Keller Williams will cut off agents who leave

Starting April 1, associates must remain at the company to reap lifelong profit sharing

National /
Feb.February 18, 2020 11:00 AM
Keller Williams CEO Gary Keller

Keller Williams CEO Gary Keller (Credit: Keller Williams)

Keller Williams is cutting off associates who dump the franchise brokerage.

Effective April 1, the company’s lifelong profit sharing program will not be available to associates who leave to join a competitor, Inman reported. The vesting period for associates to receive profit sharing has also increased from three consecutive years to seven consecutive years.

The changes were made by the company’s International Associate Leadership Council meeting on Feb. 15, during its annual “Family Reunion” conference in Dallas.

The new policy was voted on after a task force comprised of top earners and market center owners presented its findings on the program, for decades a cornerstone of Keller’s culture.
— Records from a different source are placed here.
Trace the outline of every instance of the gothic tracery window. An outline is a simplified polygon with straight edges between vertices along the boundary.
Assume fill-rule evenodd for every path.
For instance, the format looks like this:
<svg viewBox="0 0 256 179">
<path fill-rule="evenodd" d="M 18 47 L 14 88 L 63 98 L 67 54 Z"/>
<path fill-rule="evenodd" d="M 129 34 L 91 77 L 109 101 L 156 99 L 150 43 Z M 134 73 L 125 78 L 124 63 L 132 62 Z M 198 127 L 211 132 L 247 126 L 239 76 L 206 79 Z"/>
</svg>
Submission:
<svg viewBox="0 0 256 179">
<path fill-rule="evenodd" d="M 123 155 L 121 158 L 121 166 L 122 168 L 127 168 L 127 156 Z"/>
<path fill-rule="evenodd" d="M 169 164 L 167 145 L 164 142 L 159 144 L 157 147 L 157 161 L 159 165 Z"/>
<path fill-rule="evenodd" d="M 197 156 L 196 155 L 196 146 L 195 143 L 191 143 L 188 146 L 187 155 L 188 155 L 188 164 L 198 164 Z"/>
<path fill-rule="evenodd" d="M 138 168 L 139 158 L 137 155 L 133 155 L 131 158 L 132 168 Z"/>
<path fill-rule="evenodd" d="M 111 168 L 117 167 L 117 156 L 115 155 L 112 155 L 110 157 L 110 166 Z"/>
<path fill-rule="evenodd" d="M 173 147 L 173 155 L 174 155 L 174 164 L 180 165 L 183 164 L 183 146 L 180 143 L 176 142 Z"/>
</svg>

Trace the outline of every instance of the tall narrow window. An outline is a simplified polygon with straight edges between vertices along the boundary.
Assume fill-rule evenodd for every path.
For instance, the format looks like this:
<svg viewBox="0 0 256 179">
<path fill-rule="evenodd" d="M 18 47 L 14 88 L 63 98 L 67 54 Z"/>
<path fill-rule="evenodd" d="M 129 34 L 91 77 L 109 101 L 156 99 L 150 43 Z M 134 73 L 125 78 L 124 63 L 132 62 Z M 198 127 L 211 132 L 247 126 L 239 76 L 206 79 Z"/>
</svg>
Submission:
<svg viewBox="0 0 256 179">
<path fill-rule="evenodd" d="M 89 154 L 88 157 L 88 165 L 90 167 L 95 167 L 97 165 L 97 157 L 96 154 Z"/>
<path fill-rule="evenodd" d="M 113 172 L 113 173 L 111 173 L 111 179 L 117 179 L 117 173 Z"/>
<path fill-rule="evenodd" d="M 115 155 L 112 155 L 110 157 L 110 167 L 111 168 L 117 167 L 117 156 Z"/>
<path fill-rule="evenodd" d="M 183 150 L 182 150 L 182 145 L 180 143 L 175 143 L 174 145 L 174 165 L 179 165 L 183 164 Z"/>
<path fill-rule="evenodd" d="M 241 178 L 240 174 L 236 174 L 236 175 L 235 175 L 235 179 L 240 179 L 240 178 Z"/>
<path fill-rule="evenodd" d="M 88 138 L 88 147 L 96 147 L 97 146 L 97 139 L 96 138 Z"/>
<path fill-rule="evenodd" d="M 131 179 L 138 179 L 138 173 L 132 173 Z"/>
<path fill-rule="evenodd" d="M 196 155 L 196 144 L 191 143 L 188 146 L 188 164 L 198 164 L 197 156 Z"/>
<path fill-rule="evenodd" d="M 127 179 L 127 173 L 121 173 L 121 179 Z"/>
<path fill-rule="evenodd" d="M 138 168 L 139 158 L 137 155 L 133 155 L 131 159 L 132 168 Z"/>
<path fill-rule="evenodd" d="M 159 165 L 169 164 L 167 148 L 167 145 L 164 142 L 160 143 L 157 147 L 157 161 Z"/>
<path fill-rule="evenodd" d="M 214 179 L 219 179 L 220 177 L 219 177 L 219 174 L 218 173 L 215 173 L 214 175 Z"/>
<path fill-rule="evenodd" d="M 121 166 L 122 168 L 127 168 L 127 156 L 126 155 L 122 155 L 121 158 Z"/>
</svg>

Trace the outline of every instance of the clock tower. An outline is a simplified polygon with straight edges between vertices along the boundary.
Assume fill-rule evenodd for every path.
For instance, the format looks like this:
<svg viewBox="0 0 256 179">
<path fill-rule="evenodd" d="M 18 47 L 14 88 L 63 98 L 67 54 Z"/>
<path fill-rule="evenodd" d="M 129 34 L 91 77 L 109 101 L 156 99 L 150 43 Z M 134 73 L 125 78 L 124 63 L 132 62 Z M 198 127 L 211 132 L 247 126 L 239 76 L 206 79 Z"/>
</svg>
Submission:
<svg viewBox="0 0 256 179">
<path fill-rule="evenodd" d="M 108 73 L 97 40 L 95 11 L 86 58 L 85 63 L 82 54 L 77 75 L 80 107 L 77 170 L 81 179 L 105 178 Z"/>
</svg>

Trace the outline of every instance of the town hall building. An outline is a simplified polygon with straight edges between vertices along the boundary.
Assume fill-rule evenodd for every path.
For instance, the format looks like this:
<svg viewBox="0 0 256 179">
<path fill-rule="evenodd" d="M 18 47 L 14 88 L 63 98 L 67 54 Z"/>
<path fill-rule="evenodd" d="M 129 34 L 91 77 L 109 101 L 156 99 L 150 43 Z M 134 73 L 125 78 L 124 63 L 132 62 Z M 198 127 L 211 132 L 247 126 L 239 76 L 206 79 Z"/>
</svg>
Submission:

The changes begin April 1 and will not be applied retroactively.

Keller’s current pyramid-based profit sharing model allows associates who are with the company for over three years to collect a portion of their former market center’s profit for life. Market centers grab a bit over 50 percent of the profit, and the sponsored associates split the remainder with their sponsored associate, up to seven levels of the pyramid. Keller Williams has dispersed over $1 billion in profits since 1997, the brokerage claims.

The change comes after KW CEO Gary Keller took a swipe at agents who’d left for virtual brokerage eXp Realty and reaped $1 million from the franchisor’s lifelong profit sharing program. Keller suggested eXp give him back the money.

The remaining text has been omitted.